La Loi sur les langues officielles fêtera bientôt ses 50 ans.

Pour en finir avec les deux solitudes!

« Nous nous apprêtons à faire une modernisation de la Loi sur langues officielles, a déclaré le très honorable Justin Trudeau, le 6 juin dernier. Nous allons travailler avec toutes les Canadiennes et tous les Canadiens pour nous assurer que ce sera la bonne.»

J’étais très fier de représenter les gens de Pontiac aux côtés du premier ministre Justin Trudeau alors qu’il s’engageait à réviser la Loi sur les langues officielles. Sa déclaration récente à la Chambre des communes souligne le début d’une période historique en matière de langues officielles. Cette loi, adoptée lorsque Trudeau père était premier ministre, devait bâtir des ponts entre les « deux solitudes » de l’époque, lorsque le gouvernement du Canada opérait en anglais et, sauf exception, n’offrait ses services que dans cette langue.

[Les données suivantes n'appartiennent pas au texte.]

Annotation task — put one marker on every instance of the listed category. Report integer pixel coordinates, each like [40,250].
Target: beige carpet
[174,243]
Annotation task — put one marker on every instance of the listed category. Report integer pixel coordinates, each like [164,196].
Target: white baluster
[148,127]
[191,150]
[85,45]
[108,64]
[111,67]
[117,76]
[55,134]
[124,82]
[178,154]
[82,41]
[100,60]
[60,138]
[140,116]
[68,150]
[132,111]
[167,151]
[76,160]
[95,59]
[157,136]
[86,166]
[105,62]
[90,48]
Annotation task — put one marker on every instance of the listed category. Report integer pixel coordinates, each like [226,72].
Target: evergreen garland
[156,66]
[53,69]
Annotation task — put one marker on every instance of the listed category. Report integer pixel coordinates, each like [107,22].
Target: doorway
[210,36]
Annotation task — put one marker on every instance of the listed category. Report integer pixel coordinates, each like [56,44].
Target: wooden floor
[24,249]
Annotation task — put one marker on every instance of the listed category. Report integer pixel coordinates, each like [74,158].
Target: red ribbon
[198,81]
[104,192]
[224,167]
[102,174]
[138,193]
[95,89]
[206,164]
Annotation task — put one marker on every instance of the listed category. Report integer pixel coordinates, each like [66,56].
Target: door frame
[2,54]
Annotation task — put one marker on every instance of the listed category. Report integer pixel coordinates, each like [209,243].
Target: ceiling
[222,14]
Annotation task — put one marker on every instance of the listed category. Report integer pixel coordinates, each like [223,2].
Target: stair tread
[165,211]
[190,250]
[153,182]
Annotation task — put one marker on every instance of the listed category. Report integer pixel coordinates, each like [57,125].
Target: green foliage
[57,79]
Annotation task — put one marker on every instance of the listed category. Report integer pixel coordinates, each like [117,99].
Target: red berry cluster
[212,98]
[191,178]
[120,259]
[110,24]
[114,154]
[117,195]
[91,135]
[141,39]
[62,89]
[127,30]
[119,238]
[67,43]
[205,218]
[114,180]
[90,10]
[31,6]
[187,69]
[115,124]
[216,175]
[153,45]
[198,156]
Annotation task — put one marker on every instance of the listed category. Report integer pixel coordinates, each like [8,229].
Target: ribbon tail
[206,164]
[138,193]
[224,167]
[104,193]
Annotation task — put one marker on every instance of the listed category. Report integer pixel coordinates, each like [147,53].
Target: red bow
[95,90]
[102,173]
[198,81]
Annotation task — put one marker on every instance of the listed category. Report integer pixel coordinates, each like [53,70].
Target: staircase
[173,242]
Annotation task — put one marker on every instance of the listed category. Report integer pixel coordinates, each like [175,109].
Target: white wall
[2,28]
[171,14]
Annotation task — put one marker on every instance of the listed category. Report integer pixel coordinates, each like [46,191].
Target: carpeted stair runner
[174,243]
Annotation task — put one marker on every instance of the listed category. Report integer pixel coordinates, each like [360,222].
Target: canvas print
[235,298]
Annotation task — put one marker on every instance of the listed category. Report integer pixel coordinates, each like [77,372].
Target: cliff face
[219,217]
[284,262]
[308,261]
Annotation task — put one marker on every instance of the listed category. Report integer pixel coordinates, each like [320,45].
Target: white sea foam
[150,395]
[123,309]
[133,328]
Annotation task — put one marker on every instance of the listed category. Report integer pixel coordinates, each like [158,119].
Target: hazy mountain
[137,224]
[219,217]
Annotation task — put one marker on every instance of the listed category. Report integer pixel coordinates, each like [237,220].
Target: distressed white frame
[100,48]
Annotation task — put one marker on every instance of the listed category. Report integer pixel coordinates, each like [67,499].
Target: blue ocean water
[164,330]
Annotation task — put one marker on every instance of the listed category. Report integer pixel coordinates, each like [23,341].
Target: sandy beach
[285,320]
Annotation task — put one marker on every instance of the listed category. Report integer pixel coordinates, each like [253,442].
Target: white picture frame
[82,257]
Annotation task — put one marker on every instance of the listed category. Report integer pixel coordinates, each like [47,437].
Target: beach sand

Les intérêts de l’Outaouais — et surtout les besoins linguistiques et culturels des francophones de la région — étaient largement ignorés.

La Loi sur les langues officielles fêtera bientôt ses 50 ans. Lors de la première présentation de la loi au Parlement, en 1968, Pierre Elliott Trudeau souhaitait que «le Canada français puisse survivre non en se repliant sur lui-même, mais en réclamant sa part entière de chaque aspect de la vie canadienne » et que le Canada anglais puisse « tirer le plus possible des avantages qu’il y a à vivre dans un pays qui a appris à parler deux des langues les plus répandues dans le monde. »

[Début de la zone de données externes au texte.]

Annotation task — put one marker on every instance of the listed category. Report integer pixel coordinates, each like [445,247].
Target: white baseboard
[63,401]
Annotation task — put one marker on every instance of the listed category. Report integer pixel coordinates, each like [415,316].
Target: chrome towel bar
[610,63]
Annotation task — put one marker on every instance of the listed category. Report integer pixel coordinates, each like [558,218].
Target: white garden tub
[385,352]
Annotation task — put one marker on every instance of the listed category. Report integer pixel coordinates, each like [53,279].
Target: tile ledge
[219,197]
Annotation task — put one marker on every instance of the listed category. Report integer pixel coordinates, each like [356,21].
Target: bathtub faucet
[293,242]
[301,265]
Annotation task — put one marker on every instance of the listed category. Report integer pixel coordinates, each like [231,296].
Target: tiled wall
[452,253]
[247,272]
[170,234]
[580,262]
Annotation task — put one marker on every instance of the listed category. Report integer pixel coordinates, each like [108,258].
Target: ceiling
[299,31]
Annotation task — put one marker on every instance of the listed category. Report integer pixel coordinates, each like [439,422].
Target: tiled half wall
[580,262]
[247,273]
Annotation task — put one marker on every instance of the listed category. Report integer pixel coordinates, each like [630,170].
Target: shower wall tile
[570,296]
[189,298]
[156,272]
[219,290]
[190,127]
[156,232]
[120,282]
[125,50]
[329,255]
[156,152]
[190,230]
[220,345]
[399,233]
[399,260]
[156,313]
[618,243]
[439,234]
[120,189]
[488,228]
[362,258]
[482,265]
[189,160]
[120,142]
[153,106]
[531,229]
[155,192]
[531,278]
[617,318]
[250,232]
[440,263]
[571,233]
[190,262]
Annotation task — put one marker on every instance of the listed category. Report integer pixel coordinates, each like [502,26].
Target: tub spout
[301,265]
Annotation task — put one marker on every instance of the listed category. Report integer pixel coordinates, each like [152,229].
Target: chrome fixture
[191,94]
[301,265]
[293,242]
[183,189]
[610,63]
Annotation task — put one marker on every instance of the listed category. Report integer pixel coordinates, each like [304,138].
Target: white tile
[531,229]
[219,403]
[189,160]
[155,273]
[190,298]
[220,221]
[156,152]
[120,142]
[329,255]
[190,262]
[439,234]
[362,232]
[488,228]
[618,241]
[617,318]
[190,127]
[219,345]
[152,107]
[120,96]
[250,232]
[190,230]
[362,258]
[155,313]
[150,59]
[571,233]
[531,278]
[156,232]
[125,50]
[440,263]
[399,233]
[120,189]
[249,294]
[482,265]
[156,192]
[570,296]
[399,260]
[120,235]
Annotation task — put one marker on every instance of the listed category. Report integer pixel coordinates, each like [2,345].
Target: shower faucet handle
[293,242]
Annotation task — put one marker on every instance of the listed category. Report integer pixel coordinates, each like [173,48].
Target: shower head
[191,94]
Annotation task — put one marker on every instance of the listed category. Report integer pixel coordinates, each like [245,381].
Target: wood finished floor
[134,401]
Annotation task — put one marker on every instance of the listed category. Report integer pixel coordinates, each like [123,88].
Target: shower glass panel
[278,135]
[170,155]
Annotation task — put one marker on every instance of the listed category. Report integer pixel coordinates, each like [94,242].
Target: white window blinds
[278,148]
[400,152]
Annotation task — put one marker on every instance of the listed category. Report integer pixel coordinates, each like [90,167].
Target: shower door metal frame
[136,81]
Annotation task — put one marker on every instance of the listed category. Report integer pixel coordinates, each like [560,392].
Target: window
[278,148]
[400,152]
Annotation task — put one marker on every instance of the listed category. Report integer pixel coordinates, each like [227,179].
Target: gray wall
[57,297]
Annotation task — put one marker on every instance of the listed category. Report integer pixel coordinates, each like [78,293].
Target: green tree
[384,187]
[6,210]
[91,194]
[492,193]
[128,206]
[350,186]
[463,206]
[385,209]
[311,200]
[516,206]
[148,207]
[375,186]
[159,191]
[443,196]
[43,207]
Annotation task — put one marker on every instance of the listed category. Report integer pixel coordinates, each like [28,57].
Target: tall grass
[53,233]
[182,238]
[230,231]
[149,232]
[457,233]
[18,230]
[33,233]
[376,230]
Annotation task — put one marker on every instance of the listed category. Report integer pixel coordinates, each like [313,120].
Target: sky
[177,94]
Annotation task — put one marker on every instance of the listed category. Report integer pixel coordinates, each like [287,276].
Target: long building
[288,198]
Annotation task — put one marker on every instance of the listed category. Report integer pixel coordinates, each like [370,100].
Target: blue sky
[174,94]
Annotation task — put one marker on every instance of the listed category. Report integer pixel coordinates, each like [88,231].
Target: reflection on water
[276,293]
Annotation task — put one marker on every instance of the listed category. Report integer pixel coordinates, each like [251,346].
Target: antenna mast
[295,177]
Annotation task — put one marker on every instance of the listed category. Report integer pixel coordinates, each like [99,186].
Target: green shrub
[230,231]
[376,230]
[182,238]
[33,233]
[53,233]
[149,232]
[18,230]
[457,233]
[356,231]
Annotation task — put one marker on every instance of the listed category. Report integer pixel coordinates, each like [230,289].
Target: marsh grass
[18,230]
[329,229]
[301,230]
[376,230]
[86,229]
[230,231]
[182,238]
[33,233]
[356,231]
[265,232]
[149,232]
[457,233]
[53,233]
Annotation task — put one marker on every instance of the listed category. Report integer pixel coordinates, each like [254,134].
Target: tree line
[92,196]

Il va sans dire que le Pontiac s’est métamorphosé, ses résidents ayant emprunté les ponts érigés par cette loi. Les solitudes s’y sont estompées. Selon Statistiques Canada, près de 60 % des résidents de notre belle circonscription sont aujourd’hui bilingues. Pas moins de 64% des francophones parlent anglais et des 31 000 anglophones habitant le Pontiac, la moitié parlent français. Et c’est mon cas. En effet, comme beaucoup d’enfants, j’ai fréquenté des écoles d’immersion française. Je me considère donc comme un produit de cette volonté politique, enchâssée dans la loi, de rapprocher deux communautés linguistiques.

Les bénéfices du bilinguisme, voire du multilinguisme, sont notoires depuis des décennies. Au-delà de l’aspect économique, c’est à bon droit que la ministre Joly rappelait récemment que « la dualité linguistique est, avec la défense des droits et libertés protégés par la Charte canadienne et la réconciliation avec les peuples autochtones, l’un des trois piliers du contrat social qui nous unit ».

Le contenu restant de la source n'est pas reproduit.